#!/usr/bin/env python
#coding: utf-8

### How to generate python file from ipynb notebook
When we are converting py file from ipynb note book:
1. ALWAYS modify the ipynb file using Jupyter Notebook and make it error free.
2. Convert the ipynb notebook into a python script (output.py) using the following  command at windows command prompt
    * ipynb-py-convert chinmay_tools.ipynb output.py
3. Never modify the .py file directly, but generate it using tool "ipynb-py-convert"
4. Compare the output python file against the pre-existing python file to find the difference in python code.

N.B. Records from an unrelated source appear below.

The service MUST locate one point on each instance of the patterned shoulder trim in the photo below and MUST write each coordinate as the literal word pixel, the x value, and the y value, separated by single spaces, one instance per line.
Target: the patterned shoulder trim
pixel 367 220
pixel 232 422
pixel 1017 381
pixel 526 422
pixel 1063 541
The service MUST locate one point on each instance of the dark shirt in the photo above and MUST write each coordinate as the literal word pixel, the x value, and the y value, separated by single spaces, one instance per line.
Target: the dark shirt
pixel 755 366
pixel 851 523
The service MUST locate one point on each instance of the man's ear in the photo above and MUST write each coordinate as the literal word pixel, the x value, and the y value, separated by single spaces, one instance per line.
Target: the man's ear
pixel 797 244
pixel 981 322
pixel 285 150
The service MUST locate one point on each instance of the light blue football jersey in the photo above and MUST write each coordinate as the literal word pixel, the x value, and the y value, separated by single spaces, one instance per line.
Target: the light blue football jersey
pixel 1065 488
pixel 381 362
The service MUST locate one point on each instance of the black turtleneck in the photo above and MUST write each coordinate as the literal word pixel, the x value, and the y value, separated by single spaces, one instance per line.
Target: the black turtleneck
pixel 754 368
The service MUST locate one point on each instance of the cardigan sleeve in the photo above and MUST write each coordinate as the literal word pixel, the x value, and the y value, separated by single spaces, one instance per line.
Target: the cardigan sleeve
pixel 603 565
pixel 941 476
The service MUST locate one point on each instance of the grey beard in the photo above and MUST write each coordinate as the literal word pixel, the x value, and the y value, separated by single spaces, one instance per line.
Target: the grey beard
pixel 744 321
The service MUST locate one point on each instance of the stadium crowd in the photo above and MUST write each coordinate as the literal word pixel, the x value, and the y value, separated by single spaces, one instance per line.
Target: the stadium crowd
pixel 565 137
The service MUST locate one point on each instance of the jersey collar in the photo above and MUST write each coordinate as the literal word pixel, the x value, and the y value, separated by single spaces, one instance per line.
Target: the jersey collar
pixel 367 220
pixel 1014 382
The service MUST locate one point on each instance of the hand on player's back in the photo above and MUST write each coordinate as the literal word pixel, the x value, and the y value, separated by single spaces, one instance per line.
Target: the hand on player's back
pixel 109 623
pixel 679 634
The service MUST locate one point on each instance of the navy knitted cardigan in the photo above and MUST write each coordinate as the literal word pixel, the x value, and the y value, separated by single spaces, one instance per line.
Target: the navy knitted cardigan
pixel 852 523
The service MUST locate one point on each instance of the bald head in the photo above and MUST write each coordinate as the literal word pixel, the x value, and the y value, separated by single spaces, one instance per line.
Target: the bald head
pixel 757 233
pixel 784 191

### How to generate html or pdf from the ipynb file for documentation
* jupyter nbconvert --help
    * This prints the help on the command
* jupyter nbconvert --to=html test.ipynb
    * This creates a html file from the ipynb file, which can be later printed as pdf
    * The command is equivalent to "jupyter nbconvert test.ipynb" because html is th edefault output format.
    * For pdf we can print the html or can directly produce the pdf using --to=pdf, but direct pdf generation is problematic as it needs many installations etc.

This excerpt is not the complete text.